I tossed the bills in the kitchen's black Rubbermaid wastebasket, but I held onto the red envelope. The return address only said Echo Park, CA, the next neighborhood over. The envelope was too light to contain a card. I threw it back onto the counter and walked out of the apartment, looking to try the Indian restaurant I saw on the bus ride over, maybe some grocery shopping.
Saturday, November 26th, 1998
Having a few White Russians at Ye Olde Rustic Roome tonight was surreal, but it didn't distract me from the fact that I had found an apartment, but I had yet to find a job. It turned out that Dona at Little Sicily ("It's like Donna, but only one N") only had positions for bussers. A busser couldn't afford an apartment in Los Feliz. Even my apartment.
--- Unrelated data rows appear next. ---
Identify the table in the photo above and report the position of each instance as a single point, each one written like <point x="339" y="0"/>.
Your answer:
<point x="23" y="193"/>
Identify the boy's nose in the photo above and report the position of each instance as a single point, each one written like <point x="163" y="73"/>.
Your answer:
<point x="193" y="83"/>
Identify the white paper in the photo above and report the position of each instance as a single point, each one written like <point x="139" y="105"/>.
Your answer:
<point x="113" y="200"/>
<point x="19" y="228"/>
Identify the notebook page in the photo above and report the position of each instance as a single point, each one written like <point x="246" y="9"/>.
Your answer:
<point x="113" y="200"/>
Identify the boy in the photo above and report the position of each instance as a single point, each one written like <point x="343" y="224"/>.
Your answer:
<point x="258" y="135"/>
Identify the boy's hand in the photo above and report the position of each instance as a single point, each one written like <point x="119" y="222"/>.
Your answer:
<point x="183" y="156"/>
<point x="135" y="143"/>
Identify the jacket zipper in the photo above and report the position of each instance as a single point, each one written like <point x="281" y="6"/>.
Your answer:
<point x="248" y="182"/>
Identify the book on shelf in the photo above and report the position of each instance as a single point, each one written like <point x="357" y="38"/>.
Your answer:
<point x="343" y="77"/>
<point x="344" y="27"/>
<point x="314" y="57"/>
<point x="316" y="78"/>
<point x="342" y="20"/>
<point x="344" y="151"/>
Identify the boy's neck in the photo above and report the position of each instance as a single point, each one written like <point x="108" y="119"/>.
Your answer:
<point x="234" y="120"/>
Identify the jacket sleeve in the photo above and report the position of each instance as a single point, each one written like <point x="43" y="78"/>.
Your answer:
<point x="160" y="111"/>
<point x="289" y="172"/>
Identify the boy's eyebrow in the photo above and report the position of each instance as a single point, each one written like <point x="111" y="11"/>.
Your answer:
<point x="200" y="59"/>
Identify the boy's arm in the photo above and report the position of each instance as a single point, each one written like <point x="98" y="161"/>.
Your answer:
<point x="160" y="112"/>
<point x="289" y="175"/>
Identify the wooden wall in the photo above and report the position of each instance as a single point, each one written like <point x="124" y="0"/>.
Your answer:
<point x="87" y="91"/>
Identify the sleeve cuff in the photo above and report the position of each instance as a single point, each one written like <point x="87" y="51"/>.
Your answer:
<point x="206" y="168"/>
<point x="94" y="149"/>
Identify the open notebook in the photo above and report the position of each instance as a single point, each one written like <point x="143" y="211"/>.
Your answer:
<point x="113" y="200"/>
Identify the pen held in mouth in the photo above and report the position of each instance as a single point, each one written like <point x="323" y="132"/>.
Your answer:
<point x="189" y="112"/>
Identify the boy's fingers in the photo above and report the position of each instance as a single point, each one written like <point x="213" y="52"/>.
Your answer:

I walked homeward bound on Hollywood Blvd. Every passing car seemed to be a Range Rover pulsating the neighborhood of Los Feliz with Gangsta Rap. On the corner of Hollywood and Edgemont was a Mexican woman with a hotdog cart, so I bought myself a jumbo with grilled onions and mustard. Across the street, it was closing time at Cuchi Cuchi Salsa-teque and the Saturday night crowd was pouring out. A short guy in black stormed out hand in hand with a mamacita in a Lycra dress and go-go boots, followed by a bigger guy who was shouting at the chick. About ten yards from the club the guy in black turned around and hit the bigger guy in the side of the head. I finished my hot dog as the two salsa kings beat the living shit out of each other, then walked up the street to Edgemont Manor.
Entering the Edgemont, I made my way to No.38, barely surviving the stairs and institution green hallway bathed in fluorescent track lighting. I walked into the main room of my apartment and turned on my only light, an adjustable desk lamp I'd brought with me from Larry's, a souvenir from the month-long stay on his couch. I threw my jacket on the futon and headed for the kitchen, still hungry.
After examining my day-old bag o' groceries, I decided Ramen noodles with a little spaghetti sauce would tax my fermented dexterity the least. As I waited for my boiling noodles to reach a consistency softer than plastic, my eyes fell on the red envelope from Echo Park.
I picked it up, looked it over again.
Post marked yesterday, to someone long gone.
What the fuck.
I opened it.
Might be a good read for bedtime masturbation.